For those now deep into repaying a mortgage, refinancing might look like a jackpot. Lower rates mean lower payments, more cash in your pockets, and maybe even a splurge-worthy weekend at the Atlantis, the Palm resort.
But here’s the catch: refinancing isn’t cheap. Processing fees, valuation costs, and settlement penalties can eat into savings. If the math doesn’t add up, don’t bother, says Vijay Valecha, CIO of Century Financial.
Fixed-rate folks? Do the calculations: are the costs worth the hassle? Likely not. But if you’re at a variable rate, there’s room to play. Lower monthly instalments are finally in reach — but don’t sprint to the bank just yet.
Valecha suggests holding off until early next year, when the dust settles and we begin to see meaningful effects of lower rates on the economy.
Read more: Damac’s Amira Sajwani is making Dubai property investing bite-sized
Buyers’ dilemma
For those still chasing that dreamy Palm Jumeirah villa or the budget-friendly JVC one-bed apartment, timing is everything.
The sweet spot: before rates tick lower and the herd charges in, driving prices even higher, according to Valecha.

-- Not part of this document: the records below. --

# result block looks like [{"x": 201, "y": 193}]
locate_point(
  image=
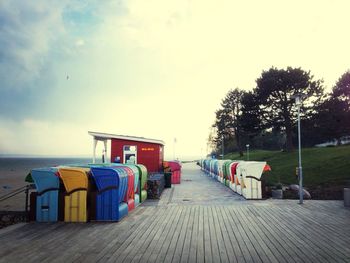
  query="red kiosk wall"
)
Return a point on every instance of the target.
[{"x": 149, "y": 154}]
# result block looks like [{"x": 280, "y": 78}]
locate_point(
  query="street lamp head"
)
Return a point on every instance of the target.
[{"x": 299, "y": 98}]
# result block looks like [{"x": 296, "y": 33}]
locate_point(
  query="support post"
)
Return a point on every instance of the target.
[
  {"x": 105, "y": 150},
  {"x": 94, "y": 150}
]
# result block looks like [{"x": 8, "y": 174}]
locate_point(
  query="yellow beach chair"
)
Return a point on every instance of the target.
[{"x": 75, "y": 181}]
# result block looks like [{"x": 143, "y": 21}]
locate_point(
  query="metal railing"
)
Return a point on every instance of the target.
[{"x": 17, "y": 191}]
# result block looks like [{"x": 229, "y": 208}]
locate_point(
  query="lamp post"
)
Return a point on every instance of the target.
[
  {"x": 298, "y": 102},
  {"x": 247, "y": 151},
  {"x": 222, "y": 146}
]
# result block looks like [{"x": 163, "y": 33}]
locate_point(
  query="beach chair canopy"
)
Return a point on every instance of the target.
[{"x": 45, "y": 179}]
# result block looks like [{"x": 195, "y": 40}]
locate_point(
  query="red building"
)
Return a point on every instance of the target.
[{"x": 130, "y": 149}]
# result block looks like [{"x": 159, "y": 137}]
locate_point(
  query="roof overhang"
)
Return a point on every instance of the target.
[{"x": 107, "y": 136}]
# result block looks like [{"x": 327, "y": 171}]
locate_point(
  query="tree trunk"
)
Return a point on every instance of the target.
[
  {"x": 238, "y": 142},
  {"x": 289, "y": 140}
]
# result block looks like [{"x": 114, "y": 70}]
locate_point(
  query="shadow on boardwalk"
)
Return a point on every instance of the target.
[{"x": 198, "y": 221}]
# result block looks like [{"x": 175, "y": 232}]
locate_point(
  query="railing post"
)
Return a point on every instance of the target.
[{"x": 26, "y": 205}]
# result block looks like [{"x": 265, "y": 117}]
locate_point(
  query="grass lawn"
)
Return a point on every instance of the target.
[{"x": 321, "y": 166}]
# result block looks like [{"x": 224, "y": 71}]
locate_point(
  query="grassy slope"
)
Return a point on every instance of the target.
[{"x": 320, "y": 165}]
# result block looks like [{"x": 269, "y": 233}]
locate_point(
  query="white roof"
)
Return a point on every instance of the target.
[{"x": 103, "y": 136}]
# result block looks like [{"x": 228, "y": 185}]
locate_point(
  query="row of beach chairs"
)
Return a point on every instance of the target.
[
  {"x": 243, "y": 177},
  {"x": 81, "y": 193}
]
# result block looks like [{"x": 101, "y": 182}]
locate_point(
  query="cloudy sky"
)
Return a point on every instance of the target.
[{"x": 155, "y": 68}]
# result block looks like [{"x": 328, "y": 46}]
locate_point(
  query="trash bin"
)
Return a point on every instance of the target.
[
  {"x": 136, "y": 183},
  {"x": 155, "y": 186},
  {"x": 167, "y": 178},
  {"x": 130, "y": 195},
  {"x": 143, "y": 182},
  {"x": 47, "y": 184},
  {"x": 347, "y": 197}
]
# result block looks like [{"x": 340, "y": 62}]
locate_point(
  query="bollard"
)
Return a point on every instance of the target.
[{"x": 347, "y": 197}]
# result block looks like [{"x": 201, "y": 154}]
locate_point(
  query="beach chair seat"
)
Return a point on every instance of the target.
[
  {"x": 75, "y": 181},
  {"x": 111, "y": 184},
  {"x": 47, "y": 185}
]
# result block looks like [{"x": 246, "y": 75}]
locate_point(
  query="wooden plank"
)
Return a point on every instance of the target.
[
  {"x": 249, "y": 252},
  {"x": 286, "y": 241},
  {"x": 220, "y": 234},
  {"x": 261, "y": 243},
  {"x": 177, "y": 233},
  {"x": 217, "y": 244},
  {"x": 201, "y": 237},
  {"x": 136, "y": 242},
  {"x": 207, "y": 241},
  {"x": 184, "y": 256},
  {"x": 309, "y": 232},
  {"x": 163, "y": 252},
  {"x": 180, "y": 244},
  {"x": 165, "y": 235},
  {"x": 194, "y": 237},
  {"x": 142, "y": 254}
]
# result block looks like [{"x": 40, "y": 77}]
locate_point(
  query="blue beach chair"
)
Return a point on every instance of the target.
[{"x": 47, "y": 185}]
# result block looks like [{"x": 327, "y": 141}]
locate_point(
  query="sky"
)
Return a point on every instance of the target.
[{"x": 156, "y": 69}]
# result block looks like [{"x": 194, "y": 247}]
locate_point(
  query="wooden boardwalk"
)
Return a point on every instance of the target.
[{"x": 198, "y": 221}]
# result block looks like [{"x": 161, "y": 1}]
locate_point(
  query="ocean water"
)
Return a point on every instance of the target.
[
  {"x": 13, "y": 171},
  {"x": 30, "y": 163}
]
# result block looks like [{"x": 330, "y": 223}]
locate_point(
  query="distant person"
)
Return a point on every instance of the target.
[{"x": 131, "y": 160}]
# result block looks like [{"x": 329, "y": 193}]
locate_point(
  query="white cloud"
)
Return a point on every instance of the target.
[
  {"x": 159, "y": 69},
  {"x": 28, "y": 31}
]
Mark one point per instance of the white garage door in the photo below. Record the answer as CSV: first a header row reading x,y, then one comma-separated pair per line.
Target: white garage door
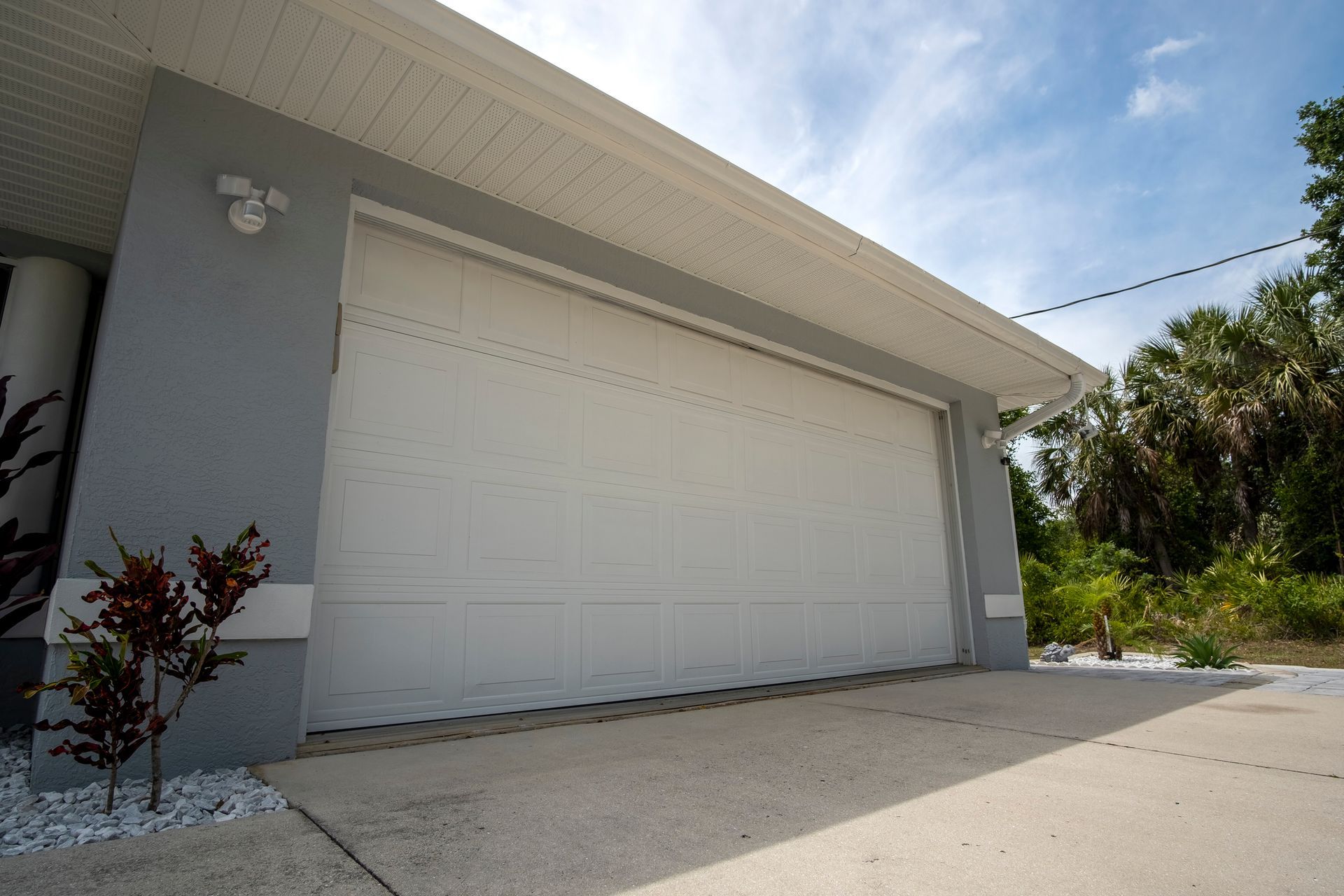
x,y
536,498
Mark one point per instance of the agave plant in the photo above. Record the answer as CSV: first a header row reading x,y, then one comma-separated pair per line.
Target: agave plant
x,y
1206,652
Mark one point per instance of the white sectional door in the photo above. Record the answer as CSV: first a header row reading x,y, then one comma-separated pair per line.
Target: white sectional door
x,y
534,498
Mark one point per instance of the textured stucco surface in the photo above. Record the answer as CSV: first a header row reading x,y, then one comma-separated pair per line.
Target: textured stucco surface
x,y
20,663
211,377
249,715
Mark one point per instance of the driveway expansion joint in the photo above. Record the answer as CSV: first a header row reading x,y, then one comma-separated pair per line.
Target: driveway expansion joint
x,y
1082,741
344,848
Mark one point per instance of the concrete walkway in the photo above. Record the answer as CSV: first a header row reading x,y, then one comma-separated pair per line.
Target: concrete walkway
x,y
984,783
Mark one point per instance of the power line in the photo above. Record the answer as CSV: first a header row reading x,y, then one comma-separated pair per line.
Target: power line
x,y
1180,273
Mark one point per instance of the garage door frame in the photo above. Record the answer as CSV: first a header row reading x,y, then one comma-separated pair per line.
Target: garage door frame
x,y
400,222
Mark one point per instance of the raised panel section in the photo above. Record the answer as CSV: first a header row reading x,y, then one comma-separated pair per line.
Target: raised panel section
x,y
873,415
410,280
394,391
774,548
622,434
876,482
386,650
766,384
933,629
702,450
622,343
822,402
622,644
708,641
926,562
379,519
890,631
834,555
514,649
918,489
839,634
705,543
828,475
701,365
778,637
772,464
517,530
883,555
914,428
526,314
522,415
620,538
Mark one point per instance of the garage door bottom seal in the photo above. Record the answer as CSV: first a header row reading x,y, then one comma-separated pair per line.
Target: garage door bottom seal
x,y
405,735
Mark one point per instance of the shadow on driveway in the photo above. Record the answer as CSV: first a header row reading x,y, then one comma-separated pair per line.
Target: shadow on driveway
x,y
999,782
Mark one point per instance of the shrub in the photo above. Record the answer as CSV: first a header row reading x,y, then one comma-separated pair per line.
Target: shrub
x,y
1206,652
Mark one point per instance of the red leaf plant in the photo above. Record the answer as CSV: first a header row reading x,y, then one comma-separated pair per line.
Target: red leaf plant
x,y
167,630
106,681
20,554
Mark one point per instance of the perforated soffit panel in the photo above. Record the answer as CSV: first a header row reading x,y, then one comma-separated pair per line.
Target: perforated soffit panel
x,y
71,97
311,66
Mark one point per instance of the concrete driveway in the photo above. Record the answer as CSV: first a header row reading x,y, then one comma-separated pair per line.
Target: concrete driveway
x,y
984,783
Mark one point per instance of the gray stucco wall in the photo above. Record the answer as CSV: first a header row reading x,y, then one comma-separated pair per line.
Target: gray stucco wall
x,y
211,378
249,715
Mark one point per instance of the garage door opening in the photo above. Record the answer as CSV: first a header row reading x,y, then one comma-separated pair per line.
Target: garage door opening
x,y
539,498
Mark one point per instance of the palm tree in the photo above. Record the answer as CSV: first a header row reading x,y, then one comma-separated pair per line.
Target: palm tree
x,y
1212,384
1109,482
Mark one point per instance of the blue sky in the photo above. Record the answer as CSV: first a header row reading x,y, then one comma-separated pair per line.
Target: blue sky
x,y
1026,153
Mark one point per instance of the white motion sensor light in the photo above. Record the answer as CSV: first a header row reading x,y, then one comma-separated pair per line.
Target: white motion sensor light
x,y
248,214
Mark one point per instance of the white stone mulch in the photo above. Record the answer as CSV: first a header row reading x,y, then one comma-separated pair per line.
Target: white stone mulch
x,y
31,822
1145,662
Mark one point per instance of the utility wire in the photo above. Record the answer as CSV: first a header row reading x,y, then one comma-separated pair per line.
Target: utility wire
x,y
1180,273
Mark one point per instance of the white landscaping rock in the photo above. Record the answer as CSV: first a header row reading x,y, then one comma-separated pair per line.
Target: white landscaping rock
x,y
31,822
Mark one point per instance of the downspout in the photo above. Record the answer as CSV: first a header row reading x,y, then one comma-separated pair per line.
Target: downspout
x,y
1000,438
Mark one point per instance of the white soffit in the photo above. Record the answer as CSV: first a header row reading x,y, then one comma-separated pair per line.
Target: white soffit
x,y
420,83
71,97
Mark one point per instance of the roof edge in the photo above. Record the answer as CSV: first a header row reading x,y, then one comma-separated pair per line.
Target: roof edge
x,y
491,61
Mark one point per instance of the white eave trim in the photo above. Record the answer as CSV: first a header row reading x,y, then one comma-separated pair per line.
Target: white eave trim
x,y
448,41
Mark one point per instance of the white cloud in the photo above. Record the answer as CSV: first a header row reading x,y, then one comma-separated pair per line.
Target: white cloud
x,y
1170,48
1158,99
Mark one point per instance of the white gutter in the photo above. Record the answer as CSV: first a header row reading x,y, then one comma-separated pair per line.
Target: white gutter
x,y
1000,438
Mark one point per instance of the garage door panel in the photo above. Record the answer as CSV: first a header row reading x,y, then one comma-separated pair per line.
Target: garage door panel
x,y
518,530
778,637
522,312
839,634
622,645
382,519
393,391
622,538
708,641
933,629
622,343
522,415
564,500
622,434
375,653
514,649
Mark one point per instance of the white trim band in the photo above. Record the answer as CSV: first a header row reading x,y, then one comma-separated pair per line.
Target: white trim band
x,y
270,613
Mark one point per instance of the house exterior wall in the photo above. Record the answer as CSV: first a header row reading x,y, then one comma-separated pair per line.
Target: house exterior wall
x,y
211,383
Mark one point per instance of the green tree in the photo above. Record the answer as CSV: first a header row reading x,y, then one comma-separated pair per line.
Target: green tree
x,y
1110,482
1031,514
1323,139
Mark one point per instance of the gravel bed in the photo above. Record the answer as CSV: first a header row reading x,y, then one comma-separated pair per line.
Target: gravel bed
x,y
31,822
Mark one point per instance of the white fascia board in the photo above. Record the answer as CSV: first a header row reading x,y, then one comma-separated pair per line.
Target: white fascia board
x,y
449,42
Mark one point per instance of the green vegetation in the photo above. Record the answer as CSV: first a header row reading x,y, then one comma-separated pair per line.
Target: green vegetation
x,y
1206,652
1210,505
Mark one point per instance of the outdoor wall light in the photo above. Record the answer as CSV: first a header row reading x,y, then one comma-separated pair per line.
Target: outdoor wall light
x,y
248,214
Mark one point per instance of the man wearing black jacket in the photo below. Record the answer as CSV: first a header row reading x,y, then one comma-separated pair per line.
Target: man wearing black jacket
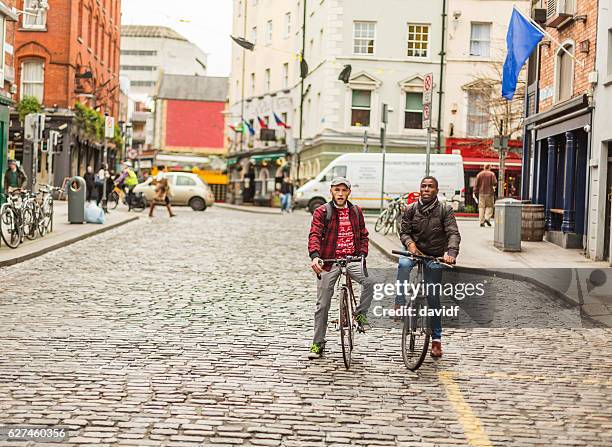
x,y
429,228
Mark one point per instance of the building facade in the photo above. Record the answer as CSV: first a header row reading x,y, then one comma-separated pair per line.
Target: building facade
x,y
149,51
8,20
67,53
600,186
558,150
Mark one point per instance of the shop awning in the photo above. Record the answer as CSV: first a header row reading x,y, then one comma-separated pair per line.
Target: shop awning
x,y
267,157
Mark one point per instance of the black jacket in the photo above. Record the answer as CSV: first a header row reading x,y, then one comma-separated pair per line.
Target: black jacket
x,y
432,235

It’s a window of opportunity that doesn’t last long, he adds.
With 17 consecutive quarters of price increases, the UAE market is expected to continue its upward trend. Residential prices are projected to rise by 8% in 2025, with luxury properties climbing by 5%.
The clock’s ticking on locking in lower borrowing costs before the market overheats.
More cuts coming?
The Fed is adopting a more cautious approach heading into the new year, Valecha says.
Aggressive cuts are unlikely, with markets now expecting two rate cuts in 2025. However even that is not set in stone, according to Saxo Bank, with a lot of uncertainty looming in with Donald Trump coming back to the White House.
But the recent cuts could pour liquidity into Dubai’s real estate, says Tim Fox, senior advisor at Emerging Markets Intelligence & Research (EMIR).
This will boost both demand and developers, and make it more attractive for wealthy overseas investors, he adds. It’s good news for sellers, but not so much for anyone waiting for prices to cool off.
Bottom line: It’s probably a bad idea to try and time the market. Better to focus on your own financial game plan because stability beats speculation every time.